Which of the following is a factor of f(x) = 3x3 + 8x2 − 87x + 28?

Answer 1

I think that the answer you chose is not correct...

Answer 2

if you have a trouble actually factoring the polynomial, then I would (perhaps) suggest dividing the polynomial you got by each of the answer-choices....

Answer 3

And the answer-choice (when used as divisor), that would not yeild any (nonzero) remainder, that would be the answer-choice that is a factor of the polynomial.

Answer 4

If x - k is a factor, then k is a zero of the polynomial.

Answer 5

Evaluate the polynomial for each given value.
If it evaluates to zero, then it is a factor.

Answer 6

Keep in mind the form of the factors is x - k.
In the first choice, you have x - 1/4, so evaluate the polynomial for x = 1/4.
In choice B, you have x + 1/4. That means you need to evaluate the polynomial
for x = -1/4.
In choice C use x = 4.
In choice D use x = -4.

Answer 7

so I plug each into the equation?

Answer 8

Evaluate the polynomial for those values of x until the polynomial evaluates to zero.
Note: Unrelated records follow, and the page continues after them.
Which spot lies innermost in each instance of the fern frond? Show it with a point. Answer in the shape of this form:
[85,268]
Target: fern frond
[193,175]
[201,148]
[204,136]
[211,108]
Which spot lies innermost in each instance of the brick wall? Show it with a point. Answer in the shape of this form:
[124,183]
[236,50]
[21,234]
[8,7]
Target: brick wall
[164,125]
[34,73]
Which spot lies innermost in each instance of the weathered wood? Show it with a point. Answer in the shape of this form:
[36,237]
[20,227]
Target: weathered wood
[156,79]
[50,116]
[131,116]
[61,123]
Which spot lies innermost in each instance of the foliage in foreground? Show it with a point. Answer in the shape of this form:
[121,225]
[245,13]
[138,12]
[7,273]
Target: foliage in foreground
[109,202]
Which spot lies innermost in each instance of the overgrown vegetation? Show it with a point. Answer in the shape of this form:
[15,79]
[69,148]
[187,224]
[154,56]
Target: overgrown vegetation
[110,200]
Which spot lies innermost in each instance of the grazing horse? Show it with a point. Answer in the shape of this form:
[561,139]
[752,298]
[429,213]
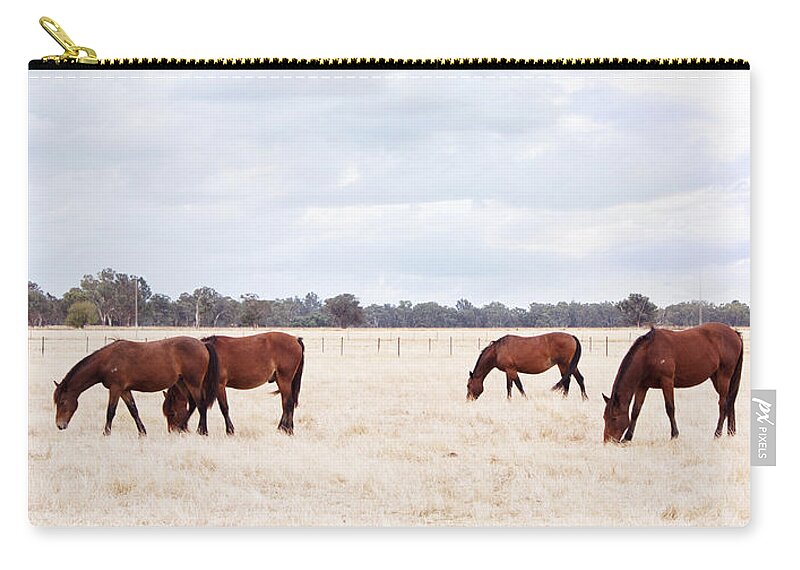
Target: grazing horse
[667,359]
[125,366]
[529,355]
[246,363]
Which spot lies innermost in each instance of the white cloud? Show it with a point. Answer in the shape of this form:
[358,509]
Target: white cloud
[348,177]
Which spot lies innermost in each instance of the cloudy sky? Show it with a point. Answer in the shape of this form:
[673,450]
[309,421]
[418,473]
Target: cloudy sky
[420,185]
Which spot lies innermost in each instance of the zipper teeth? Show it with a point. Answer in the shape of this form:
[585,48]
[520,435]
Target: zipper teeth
[423,63]
[392,63]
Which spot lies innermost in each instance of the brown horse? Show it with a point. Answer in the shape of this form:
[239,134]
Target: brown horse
[666,359]
[126,366]
[246,363]
[529,355]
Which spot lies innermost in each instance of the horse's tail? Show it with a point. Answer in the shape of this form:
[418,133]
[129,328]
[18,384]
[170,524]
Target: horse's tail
[298,375]
[211,380]
[733,389]
[573,365]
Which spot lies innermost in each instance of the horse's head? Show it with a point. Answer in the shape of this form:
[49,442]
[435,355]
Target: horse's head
[616,419]
[474,387]
[66,403]
[174,409]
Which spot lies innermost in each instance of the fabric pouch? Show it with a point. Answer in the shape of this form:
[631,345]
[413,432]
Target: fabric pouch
[449,284]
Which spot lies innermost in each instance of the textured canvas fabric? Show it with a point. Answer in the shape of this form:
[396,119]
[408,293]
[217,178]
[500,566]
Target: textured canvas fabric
[402,223]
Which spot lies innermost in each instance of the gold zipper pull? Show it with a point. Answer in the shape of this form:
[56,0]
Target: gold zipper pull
[72,52]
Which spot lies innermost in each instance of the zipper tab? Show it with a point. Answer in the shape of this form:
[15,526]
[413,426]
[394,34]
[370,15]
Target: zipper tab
[72,52]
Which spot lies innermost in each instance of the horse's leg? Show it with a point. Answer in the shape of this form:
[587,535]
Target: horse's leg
[732,421]
[722,385]
[127,397]
[579,378]
[222,397]
[113,399]
[518,383]
[287,400]
[668,388]
[512,378]
[638,400]
[196,397]
[563,384]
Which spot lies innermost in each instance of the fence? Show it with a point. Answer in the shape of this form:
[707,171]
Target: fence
[353,342]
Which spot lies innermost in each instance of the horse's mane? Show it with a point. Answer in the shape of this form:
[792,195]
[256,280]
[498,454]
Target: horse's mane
[60,388]
[492,344]
[626,362]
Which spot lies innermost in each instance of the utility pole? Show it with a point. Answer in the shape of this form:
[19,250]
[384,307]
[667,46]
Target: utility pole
[136,304]
[700,318]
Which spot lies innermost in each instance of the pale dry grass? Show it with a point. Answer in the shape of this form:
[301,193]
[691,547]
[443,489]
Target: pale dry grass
[387,440]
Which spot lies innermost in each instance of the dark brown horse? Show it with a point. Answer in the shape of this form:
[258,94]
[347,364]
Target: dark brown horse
[246,363]
[126,366]
[529,355]
[667,360]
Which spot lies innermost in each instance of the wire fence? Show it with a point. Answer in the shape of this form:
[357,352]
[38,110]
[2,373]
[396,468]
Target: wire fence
[331,343]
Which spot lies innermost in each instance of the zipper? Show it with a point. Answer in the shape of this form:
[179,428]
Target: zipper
[75,56]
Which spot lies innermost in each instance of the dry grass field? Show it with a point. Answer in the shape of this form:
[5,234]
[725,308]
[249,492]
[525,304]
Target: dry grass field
[387,440]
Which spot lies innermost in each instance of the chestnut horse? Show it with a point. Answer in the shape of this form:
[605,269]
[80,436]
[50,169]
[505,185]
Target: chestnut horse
[529,355]
[667,360]
[246,363]
[125,366]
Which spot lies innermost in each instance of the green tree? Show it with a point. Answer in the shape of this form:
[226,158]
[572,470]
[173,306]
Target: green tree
[81,314]
[344,310]
[43,308]
[251,310]
[637,309]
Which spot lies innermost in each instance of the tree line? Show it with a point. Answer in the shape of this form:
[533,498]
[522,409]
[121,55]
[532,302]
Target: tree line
[118,299]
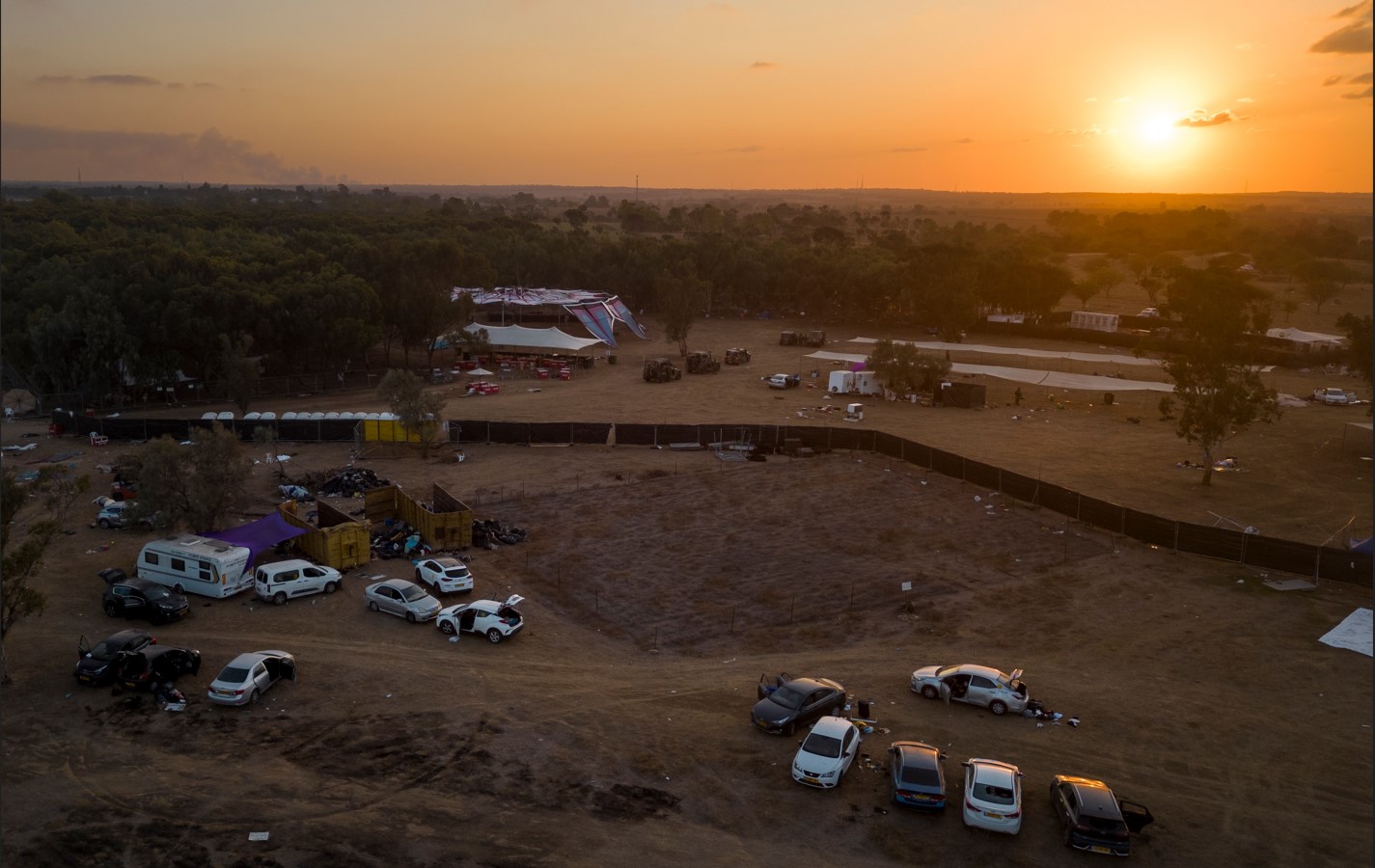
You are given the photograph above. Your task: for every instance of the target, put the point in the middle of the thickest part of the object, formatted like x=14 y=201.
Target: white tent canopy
x=533 y=339
x=1310 y=339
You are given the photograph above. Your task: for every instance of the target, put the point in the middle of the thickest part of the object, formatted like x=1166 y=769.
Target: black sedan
x=138 y=598
x=918 y=779
x=97 y=665
x=157 y=665
x=1093 y=818
x=796 y=703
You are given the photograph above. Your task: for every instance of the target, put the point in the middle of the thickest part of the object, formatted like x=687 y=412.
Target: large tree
x=1217 y=391
x=417 y=408
x=22 y=546
x=193 y=485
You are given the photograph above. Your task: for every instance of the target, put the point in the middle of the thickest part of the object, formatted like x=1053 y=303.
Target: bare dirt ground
x=660 y=585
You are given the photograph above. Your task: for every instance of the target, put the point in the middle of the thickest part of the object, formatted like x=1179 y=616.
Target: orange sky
x=1002 y=95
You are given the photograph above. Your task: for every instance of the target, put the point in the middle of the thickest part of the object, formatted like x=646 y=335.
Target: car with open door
x=1093 y=818
x=982 y=686
x=97 y=665
x=497 y=619
x=157 y=665
x=251 y=673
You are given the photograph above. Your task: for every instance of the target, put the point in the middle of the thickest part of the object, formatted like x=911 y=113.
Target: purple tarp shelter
x=258 y=536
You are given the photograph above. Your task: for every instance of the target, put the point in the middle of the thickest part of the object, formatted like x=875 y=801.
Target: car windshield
x=921 y=774
x=234 y=674
x=821 y=745
x=989 y=793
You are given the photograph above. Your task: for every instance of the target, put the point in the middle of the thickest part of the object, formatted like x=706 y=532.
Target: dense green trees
x=131 y=285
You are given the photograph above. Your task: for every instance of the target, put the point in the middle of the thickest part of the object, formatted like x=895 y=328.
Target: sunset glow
x=1002 y=96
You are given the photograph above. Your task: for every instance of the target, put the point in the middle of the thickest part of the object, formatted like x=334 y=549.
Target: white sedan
x=249 y=674
x=993 y=796
x=444 y=574
x=827 y=753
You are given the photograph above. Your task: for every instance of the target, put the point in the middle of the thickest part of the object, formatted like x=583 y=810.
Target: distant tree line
x=106 y=287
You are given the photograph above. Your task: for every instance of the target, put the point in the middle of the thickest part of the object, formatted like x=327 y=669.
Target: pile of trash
x=399 y=540
x=352 y=482
x=490 y=533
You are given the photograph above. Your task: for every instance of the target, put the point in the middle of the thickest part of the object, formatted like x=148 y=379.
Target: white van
x=290 y=579
x=196 y=564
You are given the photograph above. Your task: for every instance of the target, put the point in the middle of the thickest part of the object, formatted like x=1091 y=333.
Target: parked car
x=798 y=703
x=157 y=665
x=827 y=753
x=138 y=598
x=403 y=599
x=993 y=796
x=1334 y=394
x=291 y=579
x=444 y=574
x=992 y=689
x=97 y=665
x=1093 y=818
x=497 y=619
x=251 y=673
x=916 y=774
x=116 y=514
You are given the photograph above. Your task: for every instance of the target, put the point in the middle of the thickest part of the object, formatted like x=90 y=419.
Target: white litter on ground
x=1352 y=634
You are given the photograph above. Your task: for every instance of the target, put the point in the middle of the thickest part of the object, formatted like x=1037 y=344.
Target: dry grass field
x=662 y=583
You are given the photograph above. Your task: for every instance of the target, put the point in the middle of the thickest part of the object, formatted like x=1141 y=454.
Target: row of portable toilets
x=268 y=417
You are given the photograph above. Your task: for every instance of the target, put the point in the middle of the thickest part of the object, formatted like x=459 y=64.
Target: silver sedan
x=403 y=599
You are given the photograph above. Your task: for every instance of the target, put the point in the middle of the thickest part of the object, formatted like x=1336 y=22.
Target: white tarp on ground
x=1353 y=634
x=1051 y=379
x=1310 y=339
x=1016 y=350
x=533 y=339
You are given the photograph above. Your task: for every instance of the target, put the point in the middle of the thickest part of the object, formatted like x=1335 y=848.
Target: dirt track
x=614 y=731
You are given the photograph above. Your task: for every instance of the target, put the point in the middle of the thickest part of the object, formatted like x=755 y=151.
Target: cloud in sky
x=1202 y=119
x=1353 y=38
x=119 y=80
x=206 y=157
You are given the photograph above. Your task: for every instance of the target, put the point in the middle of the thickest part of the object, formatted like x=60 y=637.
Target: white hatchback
x=993 y=796
x=443 y=574
x=827 y=753
x=291 y=579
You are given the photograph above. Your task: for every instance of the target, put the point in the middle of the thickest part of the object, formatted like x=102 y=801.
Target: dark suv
x=1093 y=819
x=138 y=598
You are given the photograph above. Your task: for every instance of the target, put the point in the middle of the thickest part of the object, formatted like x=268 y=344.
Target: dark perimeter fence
x=1252 y=550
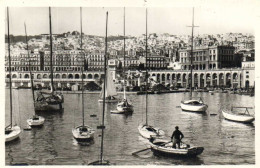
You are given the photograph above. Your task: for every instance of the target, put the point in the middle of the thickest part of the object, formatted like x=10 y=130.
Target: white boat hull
x=149 y=131
x=38 y=122
x=14 y=134
x=108 y=101
x=39 y=106
x=237 y=117
x=168 y=150
x=83 y=135
x=194 y=108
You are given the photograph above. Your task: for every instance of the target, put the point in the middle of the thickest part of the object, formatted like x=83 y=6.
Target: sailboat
x=194 y=105
x=35 y=120
x=82 y=132
x=124 y=106
x=49 y=101
x=148 y=131
x=110 y=90
x=12 y=132
x=101 y=160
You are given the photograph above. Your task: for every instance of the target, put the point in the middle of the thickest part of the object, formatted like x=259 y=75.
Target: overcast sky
x=211 y=20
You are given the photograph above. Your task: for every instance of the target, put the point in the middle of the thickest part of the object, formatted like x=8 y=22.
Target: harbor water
x=224 y=142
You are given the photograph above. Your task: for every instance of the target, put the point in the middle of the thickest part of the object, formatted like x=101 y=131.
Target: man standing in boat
x=176 y=137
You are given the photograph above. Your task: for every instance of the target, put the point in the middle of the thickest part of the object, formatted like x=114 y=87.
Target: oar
x=135 y=153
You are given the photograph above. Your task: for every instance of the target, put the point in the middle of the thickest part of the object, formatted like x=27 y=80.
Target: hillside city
x=164 y=50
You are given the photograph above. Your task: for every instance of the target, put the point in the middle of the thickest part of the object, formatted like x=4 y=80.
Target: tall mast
x=191 y=54
x=146 y=74
x=52 y=85
x=82 y=68
x=10 y=73
x=29 y=61
x=103 y=113
x=124 y=57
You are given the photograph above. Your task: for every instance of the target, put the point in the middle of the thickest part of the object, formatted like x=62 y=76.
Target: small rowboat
x=12 y=133
x=163 y=147
x=35 y=121
x=194 y=106
x=83 y=133
x=148 y=131
x=239 y=117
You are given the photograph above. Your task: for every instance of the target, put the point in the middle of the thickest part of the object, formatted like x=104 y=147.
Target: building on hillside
x=205 y=58
x=248 y=74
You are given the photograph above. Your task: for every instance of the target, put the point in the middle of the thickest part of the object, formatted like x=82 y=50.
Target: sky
x=172 y=20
That that will be the value of the zero and the corresponding factor.

Answer 9

Yes. Plug in each value.

Answer 10

You can narrow it down before you do all that work.
Do you know the Rational Roots Theorem?

Answer 11

ive heard of it

Answer 12

If you use the Rational Roots Theorem, you can eliminate 2 of the 4 choices, so you will only have to test 2 of the choices instead of all 4.

Answer 13

If you have a polynomial with integer coefficients, then the roots must have the form of a factor of the constant term over a factor of the leading coefficient.